[m-dev.] Propagation solver implementation of constranints based mode analysis of Mercury.

Richard Fothergill fothergill at gmail.com
Sun Mar 26 23:21:05 AEDT 2006
Previous message: [m-dev.] Re: CBMA project
Next message: [m-dev.] semantics with any insts
Messages sorted by: [ date ] [ thread ] [ subject ] [ author ]
Hey everyone,

I've written up an overview of everything I've worked on over the past
couple of summers. My plans for next year are unsure - they range from
going to Japan for three months to becoming a hermit. Whatever it is,
I'll need a move from intellectual stimulus because I've got a tough
year ahead of me (I'm doing 340, but that's just the start of it).
Hopefully this will give enough of an idea about the workings of the
propagation based implementation of constraints based mode analysis of
Mercury to someone, and they will be able to work on it for the while.

See you all soon I hope,

-Richard

P.S.
Ralph, the information you requested is mostly near the end; Julien,
the information you requested is mostly at the beginning.

P.P.S.

Some information I've missed in the main document:
The propagation solver is activated with the command line argument
--prop-mode-constraints

I'll have missed more, and I haven't proof read it. I'm actually a
little bit sick, and pretty tired, so I'm going to go to bed.


P.P.P.S.

Here it is:

==============================================


This is a description of the propagation solver implementation for
constraints based mode analysis of Mercury. It works on a simplified
constraints based mode analysis system, with no subtyping, or higher
order code.

The constraints approach works by first finding, for each goal of the
program a program variable is used in, where its value is produced, and
where it's value is consumed (i.e. used). It does this by creating
constraint variables that represent propositions about the program,
constraining them, and then solving for them with a propagation-type
solver. The next stage involves ordering conjunctions based on the
results of the producer/consumer relationship. To do this, a partial
order is created by noting that a conjunct that produces a variable must
come before any conjunct that consumes it. Then a full order is
determined by a simple topological sort, while maintaining the minimum
ordering criteria.

A good deal of work remains to be done on the propagation solver
implementation to constraints based mode analysis, including:
improvement of nondeterministic behaviour,
full subtyping/partial instantiation,
the handling of higher order code,
mode inference, and
various other small situations that can arise in programs.
More advanced concepts such as uniqueness might also be considered.
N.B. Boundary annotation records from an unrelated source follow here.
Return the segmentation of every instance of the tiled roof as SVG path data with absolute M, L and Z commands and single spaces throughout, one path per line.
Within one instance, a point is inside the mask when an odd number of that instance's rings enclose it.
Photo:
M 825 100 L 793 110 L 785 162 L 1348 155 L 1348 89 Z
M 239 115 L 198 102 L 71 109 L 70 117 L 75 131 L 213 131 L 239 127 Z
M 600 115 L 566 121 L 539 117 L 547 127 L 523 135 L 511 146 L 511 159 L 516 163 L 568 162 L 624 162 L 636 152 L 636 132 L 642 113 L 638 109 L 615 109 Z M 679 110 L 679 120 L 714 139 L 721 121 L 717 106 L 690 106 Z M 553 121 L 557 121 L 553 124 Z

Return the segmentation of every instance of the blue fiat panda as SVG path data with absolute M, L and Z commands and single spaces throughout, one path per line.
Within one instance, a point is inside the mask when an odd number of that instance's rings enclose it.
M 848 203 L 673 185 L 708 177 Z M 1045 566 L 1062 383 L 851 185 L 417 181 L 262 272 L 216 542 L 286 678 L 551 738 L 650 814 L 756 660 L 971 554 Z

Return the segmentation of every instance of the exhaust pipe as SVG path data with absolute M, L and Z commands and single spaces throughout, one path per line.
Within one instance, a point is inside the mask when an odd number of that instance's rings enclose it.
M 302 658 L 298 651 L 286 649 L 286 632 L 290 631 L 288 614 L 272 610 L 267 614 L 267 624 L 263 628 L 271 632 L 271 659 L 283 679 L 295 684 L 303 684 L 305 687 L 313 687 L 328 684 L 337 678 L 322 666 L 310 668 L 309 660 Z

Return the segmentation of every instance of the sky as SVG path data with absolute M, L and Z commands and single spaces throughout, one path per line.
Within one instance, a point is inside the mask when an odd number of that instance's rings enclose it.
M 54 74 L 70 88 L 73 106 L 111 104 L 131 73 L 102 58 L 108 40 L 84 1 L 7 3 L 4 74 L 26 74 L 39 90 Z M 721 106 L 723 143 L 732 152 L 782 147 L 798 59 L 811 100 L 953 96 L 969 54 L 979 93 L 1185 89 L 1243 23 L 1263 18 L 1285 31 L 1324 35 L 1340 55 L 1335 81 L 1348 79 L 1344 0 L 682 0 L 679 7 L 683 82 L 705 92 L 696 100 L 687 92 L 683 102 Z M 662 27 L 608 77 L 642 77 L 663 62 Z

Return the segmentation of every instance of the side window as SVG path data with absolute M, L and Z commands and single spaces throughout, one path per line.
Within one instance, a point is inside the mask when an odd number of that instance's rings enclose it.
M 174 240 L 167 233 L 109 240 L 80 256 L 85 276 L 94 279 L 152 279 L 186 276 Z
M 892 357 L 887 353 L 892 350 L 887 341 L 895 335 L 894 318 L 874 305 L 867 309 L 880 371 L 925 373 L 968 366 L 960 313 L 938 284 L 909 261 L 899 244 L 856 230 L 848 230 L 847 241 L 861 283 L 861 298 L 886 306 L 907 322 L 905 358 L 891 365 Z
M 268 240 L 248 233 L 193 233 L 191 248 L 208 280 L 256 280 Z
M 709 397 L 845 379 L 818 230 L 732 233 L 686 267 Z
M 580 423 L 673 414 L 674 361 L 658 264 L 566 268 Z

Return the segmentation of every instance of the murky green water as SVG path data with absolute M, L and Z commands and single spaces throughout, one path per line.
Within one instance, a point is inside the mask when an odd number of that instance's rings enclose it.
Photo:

The constraint variables used in the first stage take the following
form:
First, we represent program variables uniquely for mode analysis by the
mc_progvar (read: mode constraints progvar) type, which stores the
original program variable ID along with the pred_id of the predicate it
occurs in. Now, considering some mc_progvar, it will appear in some
goals of its predicate. We assign to each of those goals a unique label
called a goal_path which records the path to that goal through nested
goals of the predicate (see notes 1 at the end on goal path notation).
For each goal in which a mc_progvar occurs we create the proposition
that it is produced there, by means of a constraint variable of type
mc_var and a corresponding abstract representation of the proposition,
of type mc_rep_var. The mc_rep_var containts the mc_progvar, and a
goal_path.

The constructor for the mc_progvar type is mostly used in infix
notation, e.g. Progvar `in` PredId, where Progvar is a program variable
and PredId a predicate it occurs in. Infix notation is also used for the
mc_rep_var type, so the proposition that Progvar is produced at goal
path GoalPath in PredId is given by:
   ProgVar `in` PredId `at` GoalPath
(in its abstract mc_rep_var representation). A bimap, of type
mc_var_map is used to convert freely between these and the the solver
variables of type mc_var. The former is more readily understood by the
ordering phase and by the programmer, while the latter should be more
efficient for the number of times it will be inspected during constraint
solving.

The constraints placed on these variables are built up goal by goal, as
follows.

Conjunction:
If a program variable is produced at a conjunct, it is produced at the
conjunction as a whole. If a program variable is not produced at any
conjunct, it is not produced at the conjunction. A program variable can
be produced at at most one conjunct. The constraints for a parallel
conjunction have not been implemented.

Disjunction:
If a program variable is produced at some disjunct then all disjuncts
must be able to produce it in this mode, for we don't know which
disjunct will succeed first. If a program variable is produced at some
disjunct it is produced at the disjunction as a whole.

If Then Else:
Variables nonlocal to the condition cannot be produced by the condition,
since they are in a negated context if the else part gets executed.
The then- and else-parts together act as a disjunction. The condition
and the then-part together act as a conjunction.

Scope:
Variables produced at the sub-goal are produced at this path.

Unification:
For variable-variable unifications at most one of them is produced.
For variable-functor unifications, either the variable is produced, or
every argument of the functor is produced, but not both. The constraints
for higher-order unifications have not been implemented.

Predicate Call:
If the callee has mode declarations, then the constraints follow
immediately from the modes. Otherwise, an argument variable is produced
when the corresponding head variable of the callee is produced.

Generic Call:
The constraints for higher order calls have not been implemented.
The constraints for class method calls have not been implemented.
There are no constraints for a cast, as the value of no program variable
is produced or consumed.

Foreign Procedure:
The procedure should have a mode declaration, and should be handled like
a predicate call as such.

Negation:
No nonlocal is produced inside a negation.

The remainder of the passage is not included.